For her third studio album, Lucy Dacus went back to her childhood diaries, displaying a similar penchant for nostalgia that many of us experienced during lockdown. As such, Home Video alternately captures the sweetness and innocence of youth, while reminding listeners that the past isn’t as rosy as we’d like to believe. Home Video’s 11 tracks capture unconditional friendship, conflicts between religion and identity, and the difficult process of trying to answer life’s biggest questions.  

#8. Japanese Breakfast – ‘Jubilee’

So much of Michelle Zauner’s career has been defined by grief; specifically, the grief caused by her mother’s terminal illness and death – which made for the dominant focus of her first two albums and her bestselling memoir Crying in H Mart. With Jubilee, however, she set out to make an album about joy; as seen on the sparkling pop numbers “Be Sweet” and “Paprika”. However, Jubilee also explores the moments of longing and despair that had to be experienced to reach this state of joy; “In Hell”, for instance, sees her recount the euthanization of her dog in painstaking detail. The end result, then, is an album that captures the totality of the human experience – and just so happens to sound great too. 

#7. Julien Baker – ‘Little Oblivions’

A Pitchfork critic once said of Julien Baker that she “turns being way too hard on yourself into its own genre,” and it’s true. Like all her works, Little Oblivions paints a devastating, endlessly critical self-portrait. But for the first time, here Baker upgrades to a full band sound (playing all the instruments herself). The resulting twelve tracks capture the struggles of depression and addiction with laser point precision. Highlights include the staggering “Song In E” (about being unable to accept the kindness of others) and the career highlight “Favor”; which takes everything great about Baker’s music and puts it into one fantastic song. 

#6. The Weather Station – ‘Ignorance’

The descriptor “political music” understandably provokes an eye roll from many, but Tamara Lindemann’s songs about the climate crisis and political instability are truly stunning – and also double up as break-up songs (depending on how you read them). Beautiful baroque pop arrangements push the band to new heights and Lindemann delivers fantastic lyric after fantastic lyric (“I feel as useless as a tree in a city park // Standing as a symbol of what we have torn about”). 

#5. Snail Mail – ‘Valentine’

2018’s Lush made the then 18-year-old Lindsey Jordan a cult star in the indie world; hailed by some as a prodigy, or even, the savior of rock music. Like for many young stars, however, this experience took its toll on Jordan, and in the three-year space between her first and second album, she spent 45 days in an Arizona rehab facility – as referenced on the fantastic “Ben Franklin.” Unlike Clairo and Lorde – whose newfound reflections of fame this year were set against subdued arrangements – everything on Valentine is bigger and bolder. Valentine’s 10 tracks capture love in a state of disrepair, with Jordan able to capture abject longing and desperation like few others are capable of. 
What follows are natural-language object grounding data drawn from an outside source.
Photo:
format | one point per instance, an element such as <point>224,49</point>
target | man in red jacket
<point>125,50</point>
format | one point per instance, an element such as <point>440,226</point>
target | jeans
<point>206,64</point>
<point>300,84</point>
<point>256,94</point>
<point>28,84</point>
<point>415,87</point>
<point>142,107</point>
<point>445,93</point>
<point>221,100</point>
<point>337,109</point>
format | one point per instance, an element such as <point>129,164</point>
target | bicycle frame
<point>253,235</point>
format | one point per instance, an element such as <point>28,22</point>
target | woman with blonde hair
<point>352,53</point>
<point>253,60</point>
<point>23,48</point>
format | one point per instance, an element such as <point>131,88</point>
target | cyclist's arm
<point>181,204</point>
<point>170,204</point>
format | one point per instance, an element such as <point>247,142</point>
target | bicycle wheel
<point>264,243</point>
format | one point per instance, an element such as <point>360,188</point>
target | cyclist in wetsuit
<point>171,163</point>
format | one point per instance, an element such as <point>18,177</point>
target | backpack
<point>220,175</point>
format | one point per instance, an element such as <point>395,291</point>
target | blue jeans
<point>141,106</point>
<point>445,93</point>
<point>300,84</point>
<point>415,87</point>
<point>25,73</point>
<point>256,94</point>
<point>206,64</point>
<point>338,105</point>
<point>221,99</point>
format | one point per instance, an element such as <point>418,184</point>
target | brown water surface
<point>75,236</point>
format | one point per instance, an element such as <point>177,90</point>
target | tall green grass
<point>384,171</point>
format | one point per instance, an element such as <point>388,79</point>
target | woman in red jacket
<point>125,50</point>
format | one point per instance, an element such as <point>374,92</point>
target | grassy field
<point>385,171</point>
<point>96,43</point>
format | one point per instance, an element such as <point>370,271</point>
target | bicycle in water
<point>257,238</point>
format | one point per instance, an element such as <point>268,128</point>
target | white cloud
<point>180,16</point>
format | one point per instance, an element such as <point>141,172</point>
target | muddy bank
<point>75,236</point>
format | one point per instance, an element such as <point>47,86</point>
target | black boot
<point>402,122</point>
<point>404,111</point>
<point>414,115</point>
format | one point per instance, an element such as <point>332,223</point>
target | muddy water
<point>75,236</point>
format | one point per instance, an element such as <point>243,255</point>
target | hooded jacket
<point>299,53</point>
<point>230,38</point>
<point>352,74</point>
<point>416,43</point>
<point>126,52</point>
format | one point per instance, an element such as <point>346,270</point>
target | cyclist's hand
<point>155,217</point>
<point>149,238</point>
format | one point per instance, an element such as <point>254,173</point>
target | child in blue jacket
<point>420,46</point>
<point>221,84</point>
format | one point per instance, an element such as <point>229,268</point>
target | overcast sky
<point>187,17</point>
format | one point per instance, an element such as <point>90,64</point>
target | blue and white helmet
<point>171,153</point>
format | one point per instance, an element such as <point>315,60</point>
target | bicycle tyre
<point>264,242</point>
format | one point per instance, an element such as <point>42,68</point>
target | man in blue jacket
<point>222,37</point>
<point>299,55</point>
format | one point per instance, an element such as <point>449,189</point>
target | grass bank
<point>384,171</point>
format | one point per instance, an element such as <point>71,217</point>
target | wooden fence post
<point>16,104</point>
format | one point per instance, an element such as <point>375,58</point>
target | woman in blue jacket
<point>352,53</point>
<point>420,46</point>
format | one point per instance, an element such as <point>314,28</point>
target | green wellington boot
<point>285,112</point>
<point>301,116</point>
#4. St. Vincent – ‘Daddy’s Home’

Annie Clark abandoned the jagged-edged sounds that have defined her solo music up until this point for her sixth studio album. The result of this is Daddy’s Home; where reflections on legacy, fame, depression, and incarceration are set against psychedelic, ’70s-indebted arrangements. Like Clark’s best music it’s filled with unpredictable twists and turns and consistently blurs the line between the persona and the personal.

#3. Lingua Ignota – ‘Sinner Get Ready’

Lingua Ignota’s newest album – discovered by many because of the rare perfect score it received from Youtube critic Anthony Fantano – is a visceral and genuinely frightening piece of work. It’s an uncomfortable listen – it’s meant to be – yet, it’s that rare album that completely transforms your idea of what music can be.

#2. Sarah Mary Chadwick – ‘Me & Ennui Are Friends, Baby’

Most people who come across Sarah Mary Chadwick’s newest album are unlikely to get past the explicit, eye-grabbing album cover. Yet, to do such would be a mistake; Ennui captures depression and despair with an intensity and accuracy unseen by any other album this year. Utilizing nothing more than a piano and Chadwick’s unique vocals, Ennui was written just weeks after a breakup and the deaths of Chadwick’s father and a close friend that led Chadwick to attempt suicide. The resulting album is a harrowing, emotional gut punch. 

#1. Little Simz – ‘Sometimes I Might Be Introvert’

Sometimes I Might Be Introvert is the sort of masterful hip-hop album that only comes about once every few years. Moving effortlessly from trap, Afrobeats, and grime – and blurring the lines between these arbitrary descriptors in the process – it is a consistently surprising album that deserves the sort of status held by Pimp A Butterfly (Kendrick Lamar) and Miseducation (Lauryn Hill).